The laity ought to understand the faith, and since the doctrines of our faith are in the Scriptures, believers should have the Scriptures in a language familiar to the people, and to this end the Holy Ghost endued them with knowledge of all tongues.
God may not accept a person to forgive him his sins, without an atonement, else he must give free license to sin both in angels and men, and then sin were no sin, and our God were no God.
What cursed spirit of falsehood moveth priests to close themselves within stone walls for all their life, since Christ commanded all his apostles and priests to go into all the world, and to preach the Gospel?
We should know that faith is a gift of God, and that it may not be given to men, except it be graciously. Thus, indeed, all the good which we have is of God; and accordingly, when God rewardeth a good work of man, he crowneth his own gift.

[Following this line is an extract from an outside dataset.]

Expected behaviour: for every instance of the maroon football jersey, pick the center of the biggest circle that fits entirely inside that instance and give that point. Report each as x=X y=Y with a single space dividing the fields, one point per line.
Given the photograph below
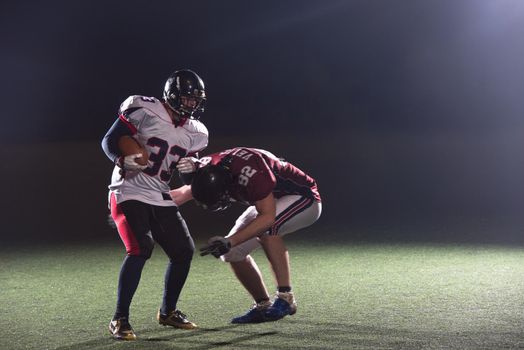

Belief fails when it works not well indeed but is idle as a sleeping man... Each virtuous deed is strong when it is grounded upon the solidity of belief.
It is certain that the truth of the Christian faith becomes more evident the more the faith itself is known. Therefore, the doctrine should not only be in Latin but also in the common tongue, and as the faith of the Church is contained in the Scriptures, the more these are known in the true sense, the better.
By the law of Christ, every man is bound to love his neighbour as himself; but every servant is a neighbour of every civil lord; therefore every civil lord must love any of his servants as himself; but by natural instinct, every lord abhors slavery; therefore, by the law of charity, he is bound not to impose slavery on any brother in Christ.
It is not good for us to trust in our merits, in our virtues or our righteousness; but only in God's free pardon, as given us through faith in Jesus Christ.
Two places are ordained for man to dwell in after this life. While he is here, he may choose, by God's mercy, which he will; but once he is gone from here, he may not do so. For whichever he first goes to, whether he like it well or ill, there he must dwell forevermore. He shall never after change his dwelling, though he hates it ever so badly.
We all are originally sinners as Adam and in Adam, his leprosy cleaving faster to us than Naaman's did to Gahazai, so that even the infant, before it has seen the light of the world, has this blemish inherent in its unborn members.
Christ's fishermen should not meddle with men's law, for men' s law contains sharp stones and trees by which the net of God is broken, and the fish wend out of the world.